BRANCH="issue/$ISSUE_ID/run-$RUN_ID"

# create sample issue in the Zeus-backed issue store
ssh zeus "cat > /home/kento/repos/doeff-VAULT/issues/$ISSUE_ID.md <<'EOF'
---
type: issue
id: $ISSUE_ID
title: Mac target E2E sample
status: open
---

# Mac target E2E sample
EOF"

# ensure Zeus resolves project identity to the operational root it should use
ssh zeus 'orch daemon repo register /home/kento/repos/doeff'

# ensure the target Mac worker is connected to Zeus
# normal case: start the default host worker on the target host
ssh mac 'orch --remote= daemon repo register /Users/<user>/repos/doeff'
ssh mac 'ORCH_REMOTE=zeus:7777 orch worker start'
ssh mac 'ORCH_REMOTE=zeus:7777 orch worker status'

# run on the Mac target
#
# Run from the operational project root on Zeus so the daemon can discover the
# correct project config for local-mode CLI execution before dispatching to the
# remote target.
ssh zeus "cd /home/kento/repos/doeff && orch --project $PROJECT_ID run $ISSUE_ID \
  --run-id $RUN_ID \
  --on mac \
  --agent custom \
  --agent-cmd 'printf mac-target-ready; hostname; sleep 20' \
  --json"

# verify the run is tracked as a Mac-targeted run
ssh zeus "orch --project $PROJECT_ID ps --issue $ISSUE_ID --json"
ssh zeus "orch --project $PROJECT_ID show $ISSUE_ID#$RUN_ID --json"

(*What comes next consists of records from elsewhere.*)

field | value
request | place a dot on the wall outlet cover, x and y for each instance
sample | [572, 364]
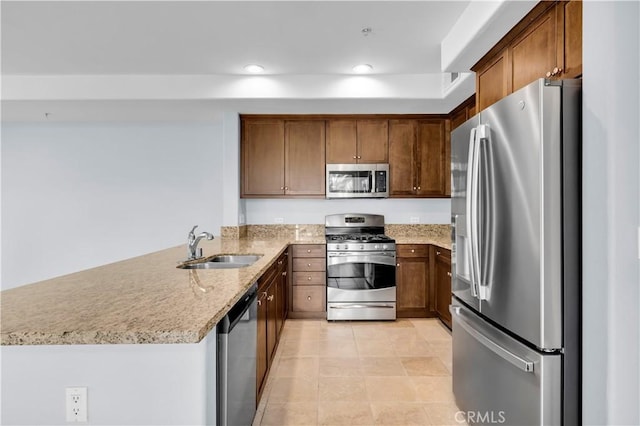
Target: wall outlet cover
[76, 404]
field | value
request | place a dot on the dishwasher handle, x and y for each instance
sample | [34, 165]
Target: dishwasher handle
[238, 311]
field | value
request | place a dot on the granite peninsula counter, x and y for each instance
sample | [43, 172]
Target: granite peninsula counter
[145, 299]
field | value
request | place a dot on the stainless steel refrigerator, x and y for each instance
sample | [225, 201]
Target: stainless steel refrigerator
[515, 204]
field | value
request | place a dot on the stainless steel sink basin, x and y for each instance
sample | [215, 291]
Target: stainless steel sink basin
[235, 258]
[223, 261]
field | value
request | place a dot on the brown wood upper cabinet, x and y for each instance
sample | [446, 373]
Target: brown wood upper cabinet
[463, 112]
[357, 141]
[547, 43]
[283, 158]
[418, 163]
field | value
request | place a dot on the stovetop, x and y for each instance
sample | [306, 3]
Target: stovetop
[369, 238]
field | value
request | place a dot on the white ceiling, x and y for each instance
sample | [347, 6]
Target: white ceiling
[220, 37]
[55, 54]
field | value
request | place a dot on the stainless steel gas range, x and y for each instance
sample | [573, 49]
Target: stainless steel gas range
[361, 268]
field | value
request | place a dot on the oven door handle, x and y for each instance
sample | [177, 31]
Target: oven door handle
[376, 258]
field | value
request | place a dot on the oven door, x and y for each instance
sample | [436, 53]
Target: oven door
[361, 277]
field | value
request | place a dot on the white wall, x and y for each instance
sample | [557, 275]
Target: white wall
[611, 181]
[265, 211]
[78, 195]
[126, 384]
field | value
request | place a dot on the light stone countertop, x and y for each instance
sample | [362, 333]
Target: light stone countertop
[145, 299]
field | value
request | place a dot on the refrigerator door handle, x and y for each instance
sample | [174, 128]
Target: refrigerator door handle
[472, 210]
[519, 362]
[485, 247]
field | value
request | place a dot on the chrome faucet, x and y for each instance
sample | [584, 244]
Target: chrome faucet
[193, 243]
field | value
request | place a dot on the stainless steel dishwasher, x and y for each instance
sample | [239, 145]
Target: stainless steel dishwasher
[236, 369]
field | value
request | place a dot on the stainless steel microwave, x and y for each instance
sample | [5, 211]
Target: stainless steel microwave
[357, 181]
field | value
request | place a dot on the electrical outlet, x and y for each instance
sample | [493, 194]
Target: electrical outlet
[76, 404]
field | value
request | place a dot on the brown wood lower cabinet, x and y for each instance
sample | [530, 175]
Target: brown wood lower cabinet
[308, 281]
[412, 281]
[272, 312]
[442, 280]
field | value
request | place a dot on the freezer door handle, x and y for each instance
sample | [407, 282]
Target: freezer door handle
[519, 362]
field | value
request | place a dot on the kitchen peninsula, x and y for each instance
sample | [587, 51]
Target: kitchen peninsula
[139, 334]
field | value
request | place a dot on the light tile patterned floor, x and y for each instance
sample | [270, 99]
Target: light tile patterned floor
[360, 373]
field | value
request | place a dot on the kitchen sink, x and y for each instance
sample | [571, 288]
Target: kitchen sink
[223, 261]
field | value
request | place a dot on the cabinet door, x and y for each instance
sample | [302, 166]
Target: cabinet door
[341, 142]
[412, 281]
[262, 360]
[534, 52]
[458, 118]
[262, 157]
[402, 158]
[431, 149]
[281, 294]
[493, 81]
[570, 13]
[304, 158]
[272, 319]
[443, 285]
[372, 141]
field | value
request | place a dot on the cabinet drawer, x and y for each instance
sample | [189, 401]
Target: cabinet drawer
[309, 250]
[309, 278]
[412, 250]
[310, 264]
[309, 298]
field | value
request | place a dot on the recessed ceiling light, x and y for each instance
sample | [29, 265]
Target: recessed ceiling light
[362, 68]
[254, 68]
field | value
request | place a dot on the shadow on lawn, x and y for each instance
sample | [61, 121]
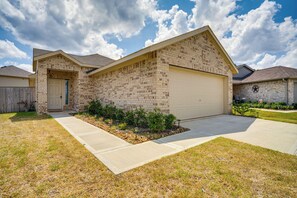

# optional but recommended: capture the remote session output
ssh zeus "orch --project $PROJECT_ID capture $ISSUE_ID#$RUN_ID"

# stop and clean up
ssh zeus "orch --project $PROJECT_ID stop $ISSUE_ID#$RUN_ID --force"
ssh mac 'ORCH_REMOTE=zeus:7777 orch worker stop --all'
ssh zeus "rm -f /home/kento/repos/doeff-VAULT/issues/$ISSUE_ID.md"

Expected outcomes:

  • run returns "ok": true
  • ps --json shows target: "mac"
  • orch ps shows the execution host in the HOST column even when the run has no logical target
  • ps --json or attach metadata exposes target_host: "mac"
  • capture output includes the custom marker (mac-target-ready) or target hostname
  • stop succeeds for the Mac-targeted run
  • repeated orch worker start on the Mac target should not create duplicate workers for the same host/profile
  • orch worker status on the Mac target should show the Mac local process state and the Zeus registration state for the same worker profile
  • If the target host cannot resolve the requested multiplexer in its remote SSH PATH, expect session creation to fail with failed to create tmux session or the equivalent multiplexer error

This is the minimum manual check for the user story:

master = zeus
run target = mac

Troubleshooting

  • If daemon repo register fails right after master start, retry once after a short delay.
  • If TCP remote status is unreachable, restart with ORCH_REMOTE=skip set for the master start --listen ... command.
  • Ensure --project value matches the registered repository identity.
  • For file-backend projects, ensure the issue file is created under the actual issues.path configured for the project being tested.
  • For --on mac validation, ensure the target host has a local repo mapping for the same project_id. A repo identity mapping on Zeus does not provision the worker host automatically.
  • For --on mac, verify plain SSH first from Zeus (ssh <target> 'command -v tmux; hostname') before attributing failures to orch itself.
  • If the target host identity in config (targets[].host) does not match the hostname the worker auto-detects, start the worker with an explicit --worker-id that matches host-<targets[].host>.
  • For automated same-machine coverage of the target-host model, run make e2e-target-host-worker-local.
  • In this topology, verify run state on both sides when debugging: master (orch --remote ... ps) and worker-local issues store (issues.path/runs/...) to detect projection/store divergence.